Department of Radiation Oncology, Shandong Cancer Hospital and Institute, Shandong First Medical University and Shandong Academy of Medical Sciences, Jinan, China.
Department of Nuclear Medicine, Shandong Cancer Hospital and Institute, Shandong First Medical University and Shandong Academy of Medical Sciences, Jinan, China.
Thorac Cancer. 2024 Sep;15(27):1919-1928. doi: 10.1111/1759-7714.15410. Epub 2024 Aug 5.
To evaluate the value of computed tomography (CT)-based radiomics combined with clinical-genetic features in predicting brain metastasis in patients with stage III/IV epidermal growth factor receptor (EGFR)-mutant non-small-cell lung cancer (NSCLC).

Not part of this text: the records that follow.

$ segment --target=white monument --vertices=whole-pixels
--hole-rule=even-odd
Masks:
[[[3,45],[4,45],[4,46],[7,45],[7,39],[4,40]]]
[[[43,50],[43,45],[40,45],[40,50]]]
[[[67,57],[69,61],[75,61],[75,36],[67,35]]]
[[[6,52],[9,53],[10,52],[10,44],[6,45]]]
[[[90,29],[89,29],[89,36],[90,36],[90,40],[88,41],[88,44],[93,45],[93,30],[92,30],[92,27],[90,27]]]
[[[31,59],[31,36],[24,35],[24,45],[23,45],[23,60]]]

The study included 147 eligible patients treated at our institution between January 2018 and May 2021. Patients were randomly divided into two cohorts for model training (n = 102) and validation (n = 45). Radiomics features were extracted from the chest CT images before treatment, and a radiomics signature was constructed using the Least Absolute Shrinkage and Selection Operator regression. Kaplan-Meier survival analysis was used to describe the differences in brain metastasis-free survival (BM-FS) risk. A clinical-genetic model was developed using Cox regression analysis. Radiomics, genetic, and combined prediction models were constructed, and their predictive performances were evaluated by the concordance index (C-index).
Patients with a low radiomics score had significantly longer BM-FS than those with a high radiomics score in both the training (p < 0.0001) and the validation (p = 0.0016) cohorts. The C-indices of the nomogram, which combined the radiomics signature and N stage, overall stage, third-generation tyrosine kinase inhibitor treatment, and EGFR mutation status, were 0.886 (95% confidence interval [CI] 0.823-0.949) and 0.811 (95% CI 0.719-0.903) in the training and validation cohorts, respectively. The combined model achieved a higher discrimination and clinical utility than the single prediction models.
The combined radiomics-genetic model could be used to predict BM-FS in stage III/IV NSCLC patients with EGFR mutations.
评估基于计算机断层扫描(CT)的放射组学与临床-遗传特征相结合在预测 III/IV 期表皮生长因子受体(EGFR)突变型非小细胞肺癌(NSCLC)患者脑转移中的价值。
本研究纳入了 2018 年 1 月至 2021 年 5 月在我院接受治疗的 147 例符合条件的患者。患者被随机分为两组,一组用于模型训练(n=102),另一组用于验证(n=45)。在治疗前的胸部 CT 图像上提取放射组学特征,并使用最小绝对值收缩和选择算子回归构建放射组学特征。采用 Kaplan-Meier 生存分析描述脑转移无进展生存期(BM-FS)风险的差异。使用 Cox 回归分析建立临床遗传模型。构建放射组学、遗传和联合预测模型,并通过一致性指数(C-index)评估其预测性能。
在训练(p<0.0001)和验证(p=0.0016)队列中,低放射组学评分患者的 BM-FS 明显长于高放射组学评分患者。包含放射组学特征和 N 分期、总分期、第三代酪氨酸激酶抑制剂治疗和 EGFR 突变状态的列线图的 C 指数在训练和验证队列中分别为 0.886(95%置信区间[CI]0.823-0.949)和 0.811(95%CI0.719-0.903)。联合模型的区分度和临床实用性均高于单一预测模型。
联合放射组学-遗传模型可用于预测 EGFR 突变的 III/IV 期 NSCLC 患者的 BM-FS。